At the minute, I intend going to ACC, Northern Rock and maybe An Post, splitting the equity in three (so three deposits of excess 100k each). Are these three relatively secure.

To help pay the rent for next 18 months, I really just want access to the interest to help pay the rent. So, any advice on my choice of financial institution and the most appropriate products within these or others which meet our needs would be greatly appreciated

Thanks


----------



## GeneralZod (13 Sep 2008)

Irish Nationwide Building Society and Anglo-Irish Bank have both just introduced 1 year rates of 6%. See Best Buys post here. PTSB are now in the bronze position with 5.89% AER on 20 month term. The majority of the cash could be spread between these and possibly NR if you want near absolute security. Northern Rock 1 year bond has the UK government state guarantee on 100% of the funds but the rate is only 5.2%. The money is locked up in these products for the term but you're maximising the interest paid.

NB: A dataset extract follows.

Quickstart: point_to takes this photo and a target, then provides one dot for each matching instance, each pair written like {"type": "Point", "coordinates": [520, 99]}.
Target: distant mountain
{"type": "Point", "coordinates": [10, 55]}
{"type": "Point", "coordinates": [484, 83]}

The rent money would need to be set aside at the start and put into a demand account. The Anglo-Irish demand account is 5.3% but their max is only €20k. First Active on-line demand is 5.22% (max €15) and AIB 7-day notice on-line is 5.25% (€10k max). NR is 5.0%.


----------



## iggy (13 Sep 2008)

For security and peace of mind I would stick the lot into Northern Rock. The interest rate of 5% on demand is good too....at least you can sleep easy knowing H.M. government is guaranteeing your cash.


----------



## Lightning (14 Sep 2008)

Why spilt the money 3 ways? As the previous poster has said you are better just putting the lot into a Northern Rock account with on demand access.



Hug It Out said:


> To help pay the rent for next 18 months, I really just want access to the interest to help pay the rent. So, any advice on my choice of financial institution and the most appropriate products within these or others which meet our needs would be greatly appreciated



If you need the interest monthly then Northern Rock offer the option to credit bank interest monthly to your account and to automatically transfer that bank interest to another account. (Monthly bank interest reduces the interest rate on offer).


----------



## Hug It Out (14 Sep 2008)

I just wanted to spread the risk to ensure if anything dodgy happened, I wouldn't lose my capital. I thought by spreading the principle over three institutions, I'd  lower the risk of losing my money to virtually nil. 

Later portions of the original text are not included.